To prevent accidental deletion of the VM, you can go to the "Options" tab of the VM, in the PVE GUI and enable
the "Protection" option. If however you accidentally deleted the VM, such requests are ignored by our storage plugin,
so the VM disk will NOT be deleted from the LINSTOR cluster. Therefore, it is possible to recreate the VM with the same ID
as before(simply recreate the VM configuration file in PVE and assign the same DRBD storage device used by the
old VM). The plugin will just return "OK", and the old VM with the old data can be used again. In general, be
careful to not delete the controller VM and "protect" it accordingly.

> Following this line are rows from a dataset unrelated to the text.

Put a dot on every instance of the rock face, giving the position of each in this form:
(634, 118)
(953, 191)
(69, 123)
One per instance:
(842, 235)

Currently, we have the controller executed as VM, but we should make sure that one instance of the VM is
started at all times. For that we use Proxmox’s HA feature. Click on the VM, then on "More", and then on
"Manage HA". We set the following parameters for our controller VM:
Figure 4. HA settings for the controller VM
As long as there are surviving nodes in your Proxmox cluster, everything should be fine and in case the node
hosting the Controller VM is shut down or lost, Proxmox HA will make sure the controller is started on another
host. Obviously the IP of the controller VM should not change. It is up to you as an administrator to make sure this is
the case (e.g., setting a static IP, or always providing the same IP via dhcp on the bridged interface).

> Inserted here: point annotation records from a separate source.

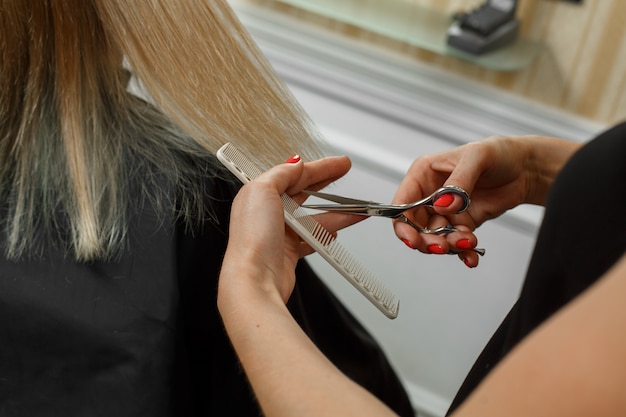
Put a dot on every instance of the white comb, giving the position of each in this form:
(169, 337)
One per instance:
(317, 236)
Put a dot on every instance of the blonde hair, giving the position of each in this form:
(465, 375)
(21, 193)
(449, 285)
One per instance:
(71, 136)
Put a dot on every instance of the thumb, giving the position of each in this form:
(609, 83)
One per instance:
(464, 175)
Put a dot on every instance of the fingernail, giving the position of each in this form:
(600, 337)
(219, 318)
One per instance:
(293, 159)
(444, 200)
(464, 244)
(437, 249)
(466, 262)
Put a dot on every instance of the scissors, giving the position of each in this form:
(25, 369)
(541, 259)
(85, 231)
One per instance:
(392, 211)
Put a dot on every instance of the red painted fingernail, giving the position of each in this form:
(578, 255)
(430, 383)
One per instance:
(444, 200)
(464, 244)
(293, 159)
(437, 249)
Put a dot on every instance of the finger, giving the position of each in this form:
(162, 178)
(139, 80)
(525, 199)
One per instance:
(317, 174)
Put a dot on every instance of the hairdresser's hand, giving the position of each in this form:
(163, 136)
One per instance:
(262, 251)
(499, 173)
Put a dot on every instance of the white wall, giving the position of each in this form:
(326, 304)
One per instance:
(384, 111)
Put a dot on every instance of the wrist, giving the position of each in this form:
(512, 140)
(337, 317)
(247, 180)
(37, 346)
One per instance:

It is important to mention at this point that in the case that you are using a dedicated network for the
LINSTOR cluster, you must make sure that the network interfaces configured for the cluster traffic, are
configured as bridges (i.e vmb1,vmbr2 etc) on the PVE hosts. If they are setup as direct interfaces (i.e
eth0,eth1 etc), then you will not be able to setup the Controller VM vNIC to communicate with the rest of
LINSTOR nodes in the cluster, as you cannot assign direct network interfaces to the VM, but only bridged
One limitation that is not fully handled with this setup is a total cluster outage (e.g., common power supply
failure) with a restart of all cluster nodes. Proxmox is unfortunately pretty limited in this regard. You can
enable the "HA Feature" for a VM, and you can define "Start and Shutdown Order" constraints. But both are
completely separated from each other. Therefore it is hard/impossible to guarantee that the Controller VM will
be up and running, before all other VMs are started.
It might be possible to work around that by delaying VM startup in the Proxmox plugin itself until the
controller VM is up (i.e., if the plugin is asked to start the controller VM it does it, otherwise it waits
and pings the controller). While a nice idea, this would horribly fail in a serialized, non-concurrent VM
start/plugin call event stream where some VM should be started (which then are blocked) before the Controller VM is
scheduled to be started. That would obviously result in a deadlock.
We will discuss these options with Proxmox, but we think the current solution is valuable in most typical use
cases, as is. Especially, compared to the complexity of a pacemaker setup. Use cases where one can expect that
not the whole cluster goes down at the same time are covered. And even if that is the case, only automatic
startup of the VMs would not work when the whole cluster is started. In such a scenario the admin just has to
wait until the Proxmox HA service starts the controller VM. After that all VMs can be started
manually/scripted on the command line.